Je n’ai pas communiqué depuis une semaine pour cause d’intense réflexion pour trouver une solution à la perte de concentration qui depuis plus d’un mois pénalise gravement mon entreprise. Je crois avoir trouvé une piste qui n’est sûrement pas la plus confortable, mais qui m’a permis de constater une amélioration très sensible.

Depuis quelque temps pour limiter les coups de fatigue, je prenais un peu de recul par rapport à mon travail et de fait, quand je remontais à la surface, à l’identique d’un plongeur, j’étais obligé de respecter des paliers de décompression, faute de quoi j’étais un peu étourdi. Ces temps de recul ne m’ont pas apporté le repos que j’escomptais, l’angoisse de perdre la main sur mon travail m’empêchait de dormir.
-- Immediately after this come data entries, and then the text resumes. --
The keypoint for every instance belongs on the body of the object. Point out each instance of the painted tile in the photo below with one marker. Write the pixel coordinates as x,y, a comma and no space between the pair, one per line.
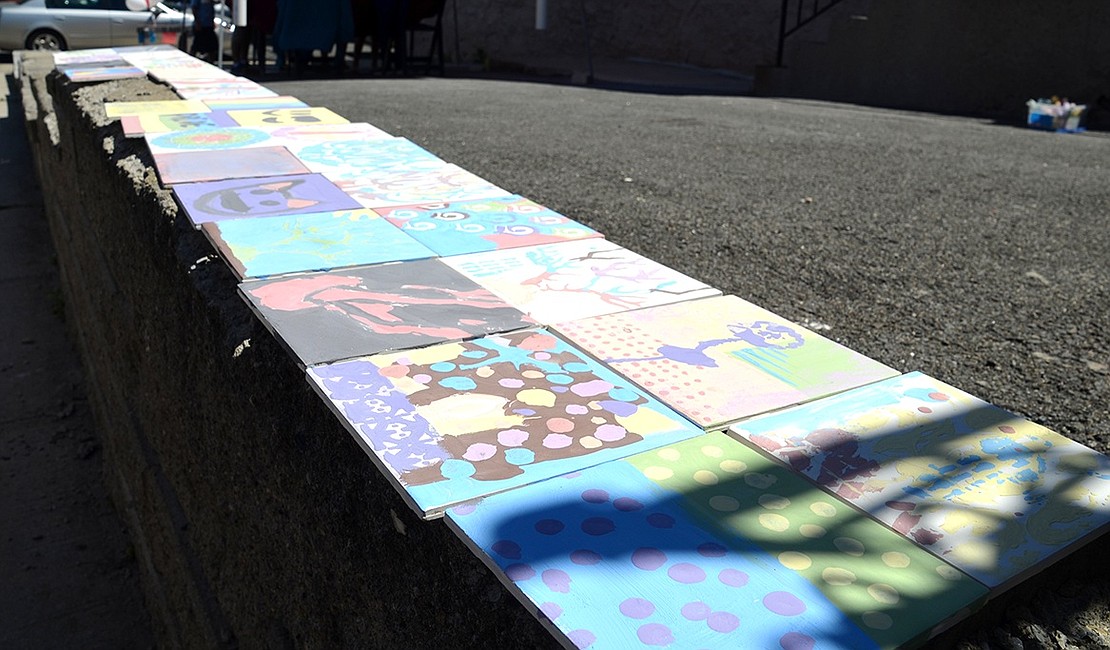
723,358
193,166
631,554
268,196
182,70
90,74
153,123
355,158
221,89
78,57
367,310
231,136
154,108
282,117
275,101
994,494
577,280
458,420
446,184
262,246
889,587
490,224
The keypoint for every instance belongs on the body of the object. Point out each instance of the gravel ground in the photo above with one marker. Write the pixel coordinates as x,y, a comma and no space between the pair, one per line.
976,252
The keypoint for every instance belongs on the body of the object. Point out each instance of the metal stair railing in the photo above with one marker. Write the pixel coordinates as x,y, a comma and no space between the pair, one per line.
794,19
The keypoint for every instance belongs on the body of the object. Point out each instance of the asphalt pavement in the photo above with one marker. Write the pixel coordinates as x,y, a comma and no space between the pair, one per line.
976,252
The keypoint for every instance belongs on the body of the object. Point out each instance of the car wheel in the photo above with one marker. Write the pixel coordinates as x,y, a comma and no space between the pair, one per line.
46,39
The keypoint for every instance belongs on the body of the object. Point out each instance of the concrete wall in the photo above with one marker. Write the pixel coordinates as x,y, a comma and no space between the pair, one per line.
952,56
709,33
256,519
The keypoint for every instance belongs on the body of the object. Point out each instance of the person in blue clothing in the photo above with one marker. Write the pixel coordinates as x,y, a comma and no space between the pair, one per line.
304,26
204,41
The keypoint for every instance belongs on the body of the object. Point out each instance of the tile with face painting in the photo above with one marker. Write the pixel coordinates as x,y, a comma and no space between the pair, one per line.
266,196
457,420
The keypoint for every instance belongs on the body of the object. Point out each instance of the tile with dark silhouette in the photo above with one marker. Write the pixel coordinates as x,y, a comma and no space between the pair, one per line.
266,196
708,544
195,166
995,495
458,420
722,358
369,310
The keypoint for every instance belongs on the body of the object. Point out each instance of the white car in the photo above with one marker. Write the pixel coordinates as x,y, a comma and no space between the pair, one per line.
74,24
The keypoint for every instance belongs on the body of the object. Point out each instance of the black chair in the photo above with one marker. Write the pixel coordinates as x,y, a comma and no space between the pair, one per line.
425,17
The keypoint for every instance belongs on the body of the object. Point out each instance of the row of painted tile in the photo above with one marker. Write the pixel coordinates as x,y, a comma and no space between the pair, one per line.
723,620
708,542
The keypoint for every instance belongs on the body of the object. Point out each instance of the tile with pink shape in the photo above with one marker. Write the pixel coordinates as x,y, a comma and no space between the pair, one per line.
722,358
577,280
706,544
994,494
463,419
369,310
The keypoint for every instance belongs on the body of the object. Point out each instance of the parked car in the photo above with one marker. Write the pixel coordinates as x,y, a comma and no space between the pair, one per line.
73,24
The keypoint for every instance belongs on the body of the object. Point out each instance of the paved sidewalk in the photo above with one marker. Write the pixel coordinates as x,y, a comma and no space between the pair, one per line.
68,574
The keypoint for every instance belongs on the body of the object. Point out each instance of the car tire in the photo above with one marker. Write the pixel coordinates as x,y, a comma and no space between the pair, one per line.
46,39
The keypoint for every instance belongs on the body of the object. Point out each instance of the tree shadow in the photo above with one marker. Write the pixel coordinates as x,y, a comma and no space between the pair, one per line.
612,515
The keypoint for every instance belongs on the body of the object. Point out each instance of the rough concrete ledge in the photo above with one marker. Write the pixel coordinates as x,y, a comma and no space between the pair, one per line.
258,520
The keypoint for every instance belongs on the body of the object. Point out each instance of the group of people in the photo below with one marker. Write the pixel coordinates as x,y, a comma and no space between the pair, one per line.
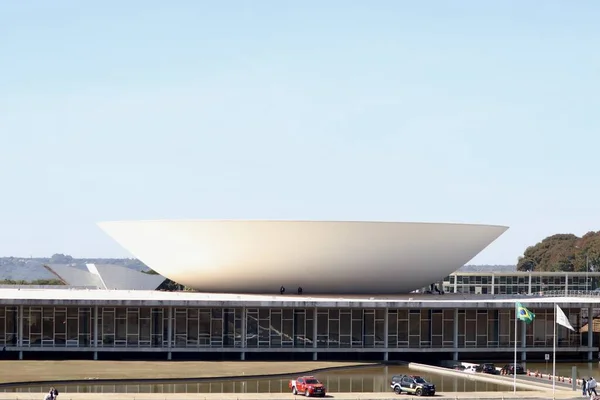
588,387
52,394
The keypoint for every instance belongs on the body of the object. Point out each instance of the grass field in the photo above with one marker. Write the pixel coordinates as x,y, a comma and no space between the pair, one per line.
24,371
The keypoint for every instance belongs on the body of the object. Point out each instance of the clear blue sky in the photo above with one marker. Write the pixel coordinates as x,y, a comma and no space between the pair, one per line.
472,111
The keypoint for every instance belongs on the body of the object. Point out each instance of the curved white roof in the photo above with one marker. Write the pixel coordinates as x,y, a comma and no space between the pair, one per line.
320,257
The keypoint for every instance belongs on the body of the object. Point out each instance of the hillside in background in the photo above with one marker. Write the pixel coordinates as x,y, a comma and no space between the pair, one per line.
488,268
18,269
32,269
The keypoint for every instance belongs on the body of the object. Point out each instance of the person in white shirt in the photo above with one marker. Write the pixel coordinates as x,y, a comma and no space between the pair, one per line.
592,386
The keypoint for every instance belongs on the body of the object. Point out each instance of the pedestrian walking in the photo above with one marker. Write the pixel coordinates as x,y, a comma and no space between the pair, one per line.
592,386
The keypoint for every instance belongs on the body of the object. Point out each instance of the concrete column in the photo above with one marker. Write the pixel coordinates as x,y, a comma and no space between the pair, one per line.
315,354
590,332
243,354
95,335
20,318
455,337
170,333
386,334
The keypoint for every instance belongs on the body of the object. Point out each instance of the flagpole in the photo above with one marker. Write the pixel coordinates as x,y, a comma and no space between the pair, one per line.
515,366
554,356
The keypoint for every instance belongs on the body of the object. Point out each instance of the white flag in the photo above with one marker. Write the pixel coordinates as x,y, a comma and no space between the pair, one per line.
562,319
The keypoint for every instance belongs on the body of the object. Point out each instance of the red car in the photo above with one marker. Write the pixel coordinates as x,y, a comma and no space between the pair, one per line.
308,386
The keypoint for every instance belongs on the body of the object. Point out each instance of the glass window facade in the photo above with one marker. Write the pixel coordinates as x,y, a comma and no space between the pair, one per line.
520,282
277,328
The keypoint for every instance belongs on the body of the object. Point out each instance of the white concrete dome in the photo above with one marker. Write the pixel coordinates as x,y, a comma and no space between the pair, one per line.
238,256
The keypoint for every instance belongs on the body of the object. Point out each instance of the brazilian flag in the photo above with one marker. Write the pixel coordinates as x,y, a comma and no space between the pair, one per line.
524,314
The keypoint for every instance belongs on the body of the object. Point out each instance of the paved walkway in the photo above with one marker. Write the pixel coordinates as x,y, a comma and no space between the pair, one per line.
284,396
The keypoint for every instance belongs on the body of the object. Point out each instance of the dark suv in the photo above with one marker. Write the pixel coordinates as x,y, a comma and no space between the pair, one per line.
489,368
509,369
413,384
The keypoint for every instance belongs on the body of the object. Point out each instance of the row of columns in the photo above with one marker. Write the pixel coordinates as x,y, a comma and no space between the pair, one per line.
95,337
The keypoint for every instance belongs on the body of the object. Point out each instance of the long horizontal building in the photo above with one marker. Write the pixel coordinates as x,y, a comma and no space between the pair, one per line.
204,325
291,290
520,282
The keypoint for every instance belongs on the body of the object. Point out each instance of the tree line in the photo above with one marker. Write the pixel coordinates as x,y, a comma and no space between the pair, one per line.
563,252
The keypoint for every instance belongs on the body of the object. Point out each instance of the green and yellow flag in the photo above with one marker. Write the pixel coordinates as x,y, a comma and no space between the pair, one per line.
524,314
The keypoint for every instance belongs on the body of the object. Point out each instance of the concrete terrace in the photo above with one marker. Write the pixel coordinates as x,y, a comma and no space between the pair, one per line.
155,298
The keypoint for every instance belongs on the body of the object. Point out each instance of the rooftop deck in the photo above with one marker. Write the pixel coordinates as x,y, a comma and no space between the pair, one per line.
20,296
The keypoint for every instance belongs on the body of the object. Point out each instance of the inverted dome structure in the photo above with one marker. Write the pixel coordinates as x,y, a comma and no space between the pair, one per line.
240,256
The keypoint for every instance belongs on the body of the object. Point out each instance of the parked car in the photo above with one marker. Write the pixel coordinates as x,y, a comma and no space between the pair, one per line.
509,369
307,385
489,368
412,384
458,367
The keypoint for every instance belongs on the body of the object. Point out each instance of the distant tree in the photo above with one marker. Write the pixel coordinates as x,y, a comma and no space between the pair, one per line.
562,252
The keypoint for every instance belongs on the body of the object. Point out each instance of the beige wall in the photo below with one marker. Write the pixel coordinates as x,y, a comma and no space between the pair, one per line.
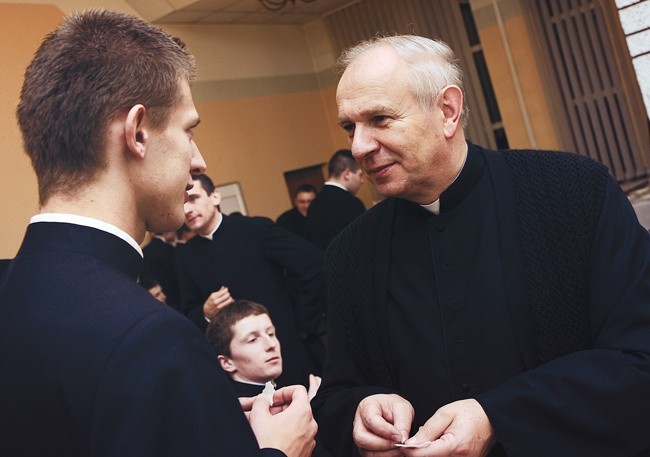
22,27
511,62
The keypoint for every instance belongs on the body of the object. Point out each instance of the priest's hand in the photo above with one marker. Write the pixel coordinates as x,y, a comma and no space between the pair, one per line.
460,428
287,424
216,301
381,421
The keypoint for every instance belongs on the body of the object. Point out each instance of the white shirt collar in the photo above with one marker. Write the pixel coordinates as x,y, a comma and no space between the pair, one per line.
87,222
433,207
335,184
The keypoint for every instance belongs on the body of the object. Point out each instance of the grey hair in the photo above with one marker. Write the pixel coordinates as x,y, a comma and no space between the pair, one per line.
432,65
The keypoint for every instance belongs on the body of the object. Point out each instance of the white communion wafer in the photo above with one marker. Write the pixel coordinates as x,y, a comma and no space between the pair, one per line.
268,391
423,444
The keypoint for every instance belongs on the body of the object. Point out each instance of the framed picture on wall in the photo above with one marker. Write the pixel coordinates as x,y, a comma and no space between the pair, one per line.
232,198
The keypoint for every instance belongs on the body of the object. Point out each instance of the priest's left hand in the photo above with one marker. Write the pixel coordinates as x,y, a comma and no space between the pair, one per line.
460,428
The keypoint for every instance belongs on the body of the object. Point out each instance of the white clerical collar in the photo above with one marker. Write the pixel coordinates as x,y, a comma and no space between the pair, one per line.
211,234
335,184
433,207
87,222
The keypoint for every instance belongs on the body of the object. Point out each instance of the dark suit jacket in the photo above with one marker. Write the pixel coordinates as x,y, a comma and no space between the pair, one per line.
254,257
330,212
4,264
92,365
158,264
295,222
581,400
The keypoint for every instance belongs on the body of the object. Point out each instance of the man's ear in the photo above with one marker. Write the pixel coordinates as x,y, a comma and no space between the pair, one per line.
136,134
451,103
227,364
216,197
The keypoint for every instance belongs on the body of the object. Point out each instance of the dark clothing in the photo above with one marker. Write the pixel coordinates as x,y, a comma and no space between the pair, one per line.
159,265
330,212
530,292
254,258
4,264
92,365
295,222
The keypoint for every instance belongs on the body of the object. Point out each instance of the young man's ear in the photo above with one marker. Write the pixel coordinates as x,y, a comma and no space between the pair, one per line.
216,197
136,134
227,364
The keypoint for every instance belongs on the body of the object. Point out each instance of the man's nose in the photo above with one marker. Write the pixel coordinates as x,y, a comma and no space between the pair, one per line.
363,142
197,165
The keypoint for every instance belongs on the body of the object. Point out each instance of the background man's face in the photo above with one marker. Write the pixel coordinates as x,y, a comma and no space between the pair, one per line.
255,350
200,209
171,154
303,200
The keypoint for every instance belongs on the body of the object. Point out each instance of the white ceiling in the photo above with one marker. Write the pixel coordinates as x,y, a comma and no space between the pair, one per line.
233,11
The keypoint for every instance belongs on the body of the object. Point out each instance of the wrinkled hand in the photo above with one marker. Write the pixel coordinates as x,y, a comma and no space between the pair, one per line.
314,385
460,428
380,421
288,425
216,301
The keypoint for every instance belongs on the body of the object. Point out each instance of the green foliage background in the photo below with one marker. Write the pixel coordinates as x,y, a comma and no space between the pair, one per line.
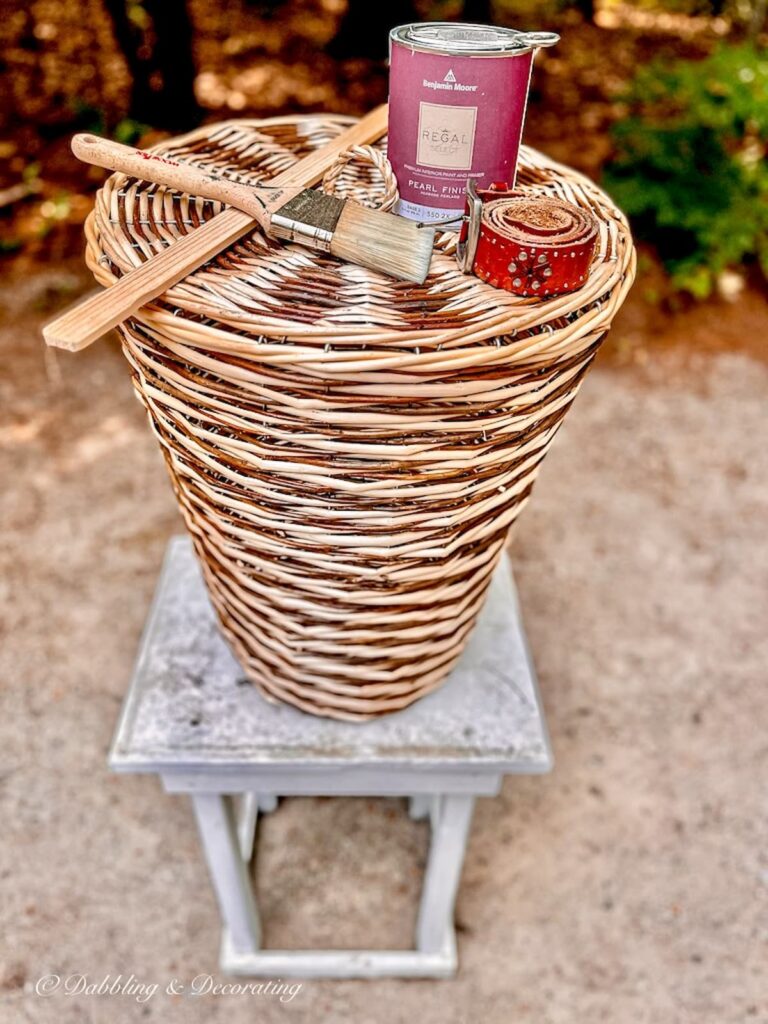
690,164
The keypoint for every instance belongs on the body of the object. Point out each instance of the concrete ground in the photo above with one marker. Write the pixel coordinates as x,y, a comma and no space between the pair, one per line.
631,885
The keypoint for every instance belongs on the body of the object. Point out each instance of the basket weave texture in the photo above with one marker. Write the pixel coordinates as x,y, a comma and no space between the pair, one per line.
349,452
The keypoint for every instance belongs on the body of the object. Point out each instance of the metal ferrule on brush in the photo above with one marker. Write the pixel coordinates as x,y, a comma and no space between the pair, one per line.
309,218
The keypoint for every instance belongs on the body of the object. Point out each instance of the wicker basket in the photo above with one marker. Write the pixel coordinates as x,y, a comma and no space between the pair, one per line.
348,452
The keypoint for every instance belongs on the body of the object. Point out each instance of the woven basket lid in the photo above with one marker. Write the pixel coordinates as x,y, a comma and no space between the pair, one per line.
338,316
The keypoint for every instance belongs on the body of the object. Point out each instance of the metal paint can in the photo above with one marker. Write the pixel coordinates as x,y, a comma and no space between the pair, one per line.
457,104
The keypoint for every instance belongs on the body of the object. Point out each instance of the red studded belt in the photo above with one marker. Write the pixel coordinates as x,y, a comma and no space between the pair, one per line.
529,245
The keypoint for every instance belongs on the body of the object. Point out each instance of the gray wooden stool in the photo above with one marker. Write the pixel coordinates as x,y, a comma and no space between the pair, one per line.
190,717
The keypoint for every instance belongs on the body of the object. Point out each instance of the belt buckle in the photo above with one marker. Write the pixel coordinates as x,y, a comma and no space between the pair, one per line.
470,232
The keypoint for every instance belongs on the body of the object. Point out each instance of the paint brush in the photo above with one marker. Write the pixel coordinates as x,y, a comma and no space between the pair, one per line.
379,241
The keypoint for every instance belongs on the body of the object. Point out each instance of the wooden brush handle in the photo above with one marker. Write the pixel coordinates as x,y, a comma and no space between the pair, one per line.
85,323
165,171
Je suis un malade de la besogne, un intoxiqué du boulot, un schizophrène du travail, je ne peux pas m’en passer, c’est comme une crise de manque. Sans aucun doute, il faudra que je me soigne un jour, mais pour le moment la drogue est encore douce. Quand je garde le rythme habituel à travailler sur des dossiers à longueur de journée, je n’ai que très peu de perte de concentration et je retrouve assez facilement mes réflexes.

Travailler sur une multitude de projet me fait tenir. C’est en restant conscient de ma maladie tout en ne changeant rien à mon ordinaire que je vis le mieux ce voyage que je n’ai pas choisi.